The result on Thursday was a disaster for the Conservatives, a triumph for the Liberal Democrats and a substantial relief for Labour.

Life was never going to be easy for Labour this May. Even if they had matched their success of four years ago they would have had little to show for it. The same was not true of London where, in 1990, they lost nearly 100 seats to the Conservatives. So, in their turn, Labour looked to gains in London to offset the difficulty in repeating their success outside it. They won handsomely the middle-class boroughs of Ealing, Enfield and Croydon and substantially consolidated their hold on Merton - where their majority rose from 1 to 23. The Liberal Democrats gave them a bloody nose in Lambeth and Labour comprehensively destroyed them in Tower Hamlets. Interestingly, Haringey, which for most of the Eighties the press treated as synonymous with loony leftism, saw Labour take 14 seats from the Tories. Outside the capital the picture was mixed, but there Labour were defending unprecedented successes and would have been well pleased with the overall result.

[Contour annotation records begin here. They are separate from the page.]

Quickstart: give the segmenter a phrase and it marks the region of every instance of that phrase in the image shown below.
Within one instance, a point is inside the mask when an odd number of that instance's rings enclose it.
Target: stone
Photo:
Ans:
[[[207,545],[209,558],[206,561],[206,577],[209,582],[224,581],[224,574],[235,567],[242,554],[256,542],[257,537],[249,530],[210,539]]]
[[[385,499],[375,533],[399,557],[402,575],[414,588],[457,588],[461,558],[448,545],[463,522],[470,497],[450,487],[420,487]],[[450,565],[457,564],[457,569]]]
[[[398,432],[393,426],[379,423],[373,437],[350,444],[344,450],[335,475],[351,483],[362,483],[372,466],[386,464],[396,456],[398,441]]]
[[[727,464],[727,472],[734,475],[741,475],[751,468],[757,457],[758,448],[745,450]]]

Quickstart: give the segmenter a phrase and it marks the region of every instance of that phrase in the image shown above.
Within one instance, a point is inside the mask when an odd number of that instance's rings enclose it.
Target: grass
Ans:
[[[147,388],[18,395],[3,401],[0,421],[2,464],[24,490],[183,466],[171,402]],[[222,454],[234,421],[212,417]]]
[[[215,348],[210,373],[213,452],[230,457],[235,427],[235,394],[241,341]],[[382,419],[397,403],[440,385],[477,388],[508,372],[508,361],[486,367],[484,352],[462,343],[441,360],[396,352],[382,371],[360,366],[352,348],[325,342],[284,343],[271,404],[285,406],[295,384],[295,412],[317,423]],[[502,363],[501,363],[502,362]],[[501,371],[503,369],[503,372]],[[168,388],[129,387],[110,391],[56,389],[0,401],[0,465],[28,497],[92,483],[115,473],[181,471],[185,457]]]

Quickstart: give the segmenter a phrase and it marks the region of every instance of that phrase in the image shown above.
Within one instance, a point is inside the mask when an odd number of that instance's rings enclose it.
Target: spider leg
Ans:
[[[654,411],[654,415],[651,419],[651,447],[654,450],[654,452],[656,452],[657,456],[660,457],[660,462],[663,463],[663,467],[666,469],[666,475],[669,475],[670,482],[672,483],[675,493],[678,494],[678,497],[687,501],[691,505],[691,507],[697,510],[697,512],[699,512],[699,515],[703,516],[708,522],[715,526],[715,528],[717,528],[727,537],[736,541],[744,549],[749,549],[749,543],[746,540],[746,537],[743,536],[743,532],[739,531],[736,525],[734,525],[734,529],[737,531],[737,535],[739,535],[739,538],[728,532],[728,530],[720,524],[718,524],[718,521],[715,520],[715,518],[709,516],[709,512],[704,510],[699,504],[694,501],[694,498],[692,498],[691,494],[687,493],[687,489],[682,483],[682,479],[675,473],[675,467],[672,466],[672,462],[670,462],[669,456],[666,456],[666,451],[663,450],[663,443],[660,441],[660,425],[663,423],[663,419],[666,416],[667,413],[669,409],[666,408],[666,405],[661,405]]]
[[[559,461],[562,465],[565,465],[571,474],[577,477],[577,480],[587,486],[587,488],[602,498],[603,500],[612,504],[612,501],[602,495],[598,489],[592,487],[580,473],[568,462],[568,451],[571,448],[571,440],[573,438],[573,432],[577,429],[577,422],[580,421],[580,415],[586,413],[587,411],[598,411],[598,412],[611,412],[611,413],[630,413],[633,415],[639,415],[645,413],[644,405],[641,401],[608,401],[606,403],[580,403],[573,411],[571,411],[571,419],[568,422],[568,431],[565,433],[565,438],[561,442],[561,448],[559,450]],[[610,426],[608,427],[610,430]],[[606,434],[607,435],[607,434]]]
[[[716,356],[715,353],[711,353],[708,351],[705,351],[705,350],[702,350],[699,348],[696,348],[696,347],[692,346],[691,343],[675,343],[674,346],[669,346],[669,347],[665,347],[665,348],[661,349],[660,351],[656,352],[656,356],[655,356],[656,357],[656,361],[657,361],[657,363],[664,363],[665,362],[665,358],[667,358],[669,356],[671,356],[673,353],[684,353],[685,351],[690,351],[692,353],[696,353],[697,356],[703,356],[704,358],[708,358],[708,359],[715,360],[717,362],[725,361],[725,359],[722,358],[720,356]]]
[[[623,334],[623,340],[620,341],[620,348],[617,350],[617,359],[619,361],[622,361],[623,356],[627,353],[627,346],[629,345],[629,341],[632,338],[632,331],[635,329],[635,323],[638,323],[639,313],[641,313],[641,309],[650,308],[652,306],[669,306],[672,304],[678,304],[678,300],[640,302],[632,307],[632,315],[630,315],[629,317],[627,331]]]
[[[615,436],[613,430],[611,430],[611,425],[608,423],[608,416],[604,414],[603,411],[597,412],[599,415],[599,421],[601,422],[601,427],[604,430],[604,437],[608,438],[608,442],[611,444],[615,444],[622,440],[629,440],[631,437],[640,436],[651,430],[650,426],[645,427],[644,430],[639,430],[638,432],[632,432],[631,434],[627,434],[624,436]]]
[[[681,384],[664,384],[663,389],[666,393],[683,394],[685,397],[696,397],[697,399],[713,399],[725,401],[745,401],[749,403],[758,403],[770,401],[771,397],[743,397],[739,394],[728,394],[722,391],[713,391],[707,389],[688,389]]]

Outside of London the Conservatives had precious few seats to lose. So, not surprisingly, they tried to turn the media's attention towards the Midlands and elsewhere. They hoped that they could secure a few gains from Labour which would rekindle that 15-year-old saga 'Can Labour Ever Win Again?' But far from losing key Midlands councils, Labour increased their hold on them. And, stunningly, the overall Conservative performance was significantly worse than in 1990. They finished third in terms of seats, were completely marginalised in Scotland and held the fewest London boroughs for 30 years.

The Liberal Democrats were certain to improve their position this time. May 1990 was only 11 months after their humiliating performance in the last Euro elections. May 1994 followed the Newbury and Christchurch by-elections and the remarkable Liberal Democrat victories in the shire counties in 1993. Their opinion-poll rating is also three times greater than in 1990. But by any standard their achievement on Thursday was remarkable.

They challenged the Conservatives across the country, and Labour especially in the North as well as a number of urban areas. The debate continues about whether their growing support is wide but shallow. However, its effect is undisputed: the remorseless advance of Labour.

The reason is that the Liberal Democrats are tearing great chunks out of the Conservative vote while Labour's support remains broadly the same. The devastating effect of this can be seen in the table, commissioned by Channel 4 News, showing the sample of parliamentary seats where local election votes have been aggregated. It is Labour who are the principal political gainers. Erith & Crayford in south- east London is a seat Labour needs to win to become the largest single party in a 'hung' Commons and they win it easily. Both Davyhulme and Birmingham, Hall Green are seats which Labour needs in order to form a government and they take them both on the basis of Thursday's votes.

It is the Conservative nightmare - the 1983 general election, but in reverse. In 1983, the Conservatives received a smaller percentage share of the vote than in 1964. Yet, whilst they lost the 1964 election, in 1983 they had a majority of over 140 seats. The reason is simple: in 1983 the Conservatives slipped through the middle in many seats because the majority of votes against them were evenly divided between Labour and the Alliance parties. In 1994, the tables have been turned as Labour similarly benefits from the bruising battle between the Liberal Democrats and the Conservatives.

This is why so many Conservative MPs see themselves as being caught electorally between the Labour hammer and the Liberal Democrat anvil. A Channel 4 News survey of voting in 24 parliamentary seats last Thursday, gave Labour an overall majority of 101 in the House of Commons. The Conservatives were reduced to 161 seats, as the Liberal Democrats rose to 87.

Mr Major has called for discipline and unity over the next five weeks in order to salvage something for his party and himself from the 9 June elections to the European Parliament. But the odds were heavily stacked against him succeeding well before Thursday's debacle. The crisis for the Conservatives seems set to continue through the summer.

David Cowling is political analyst at ITN.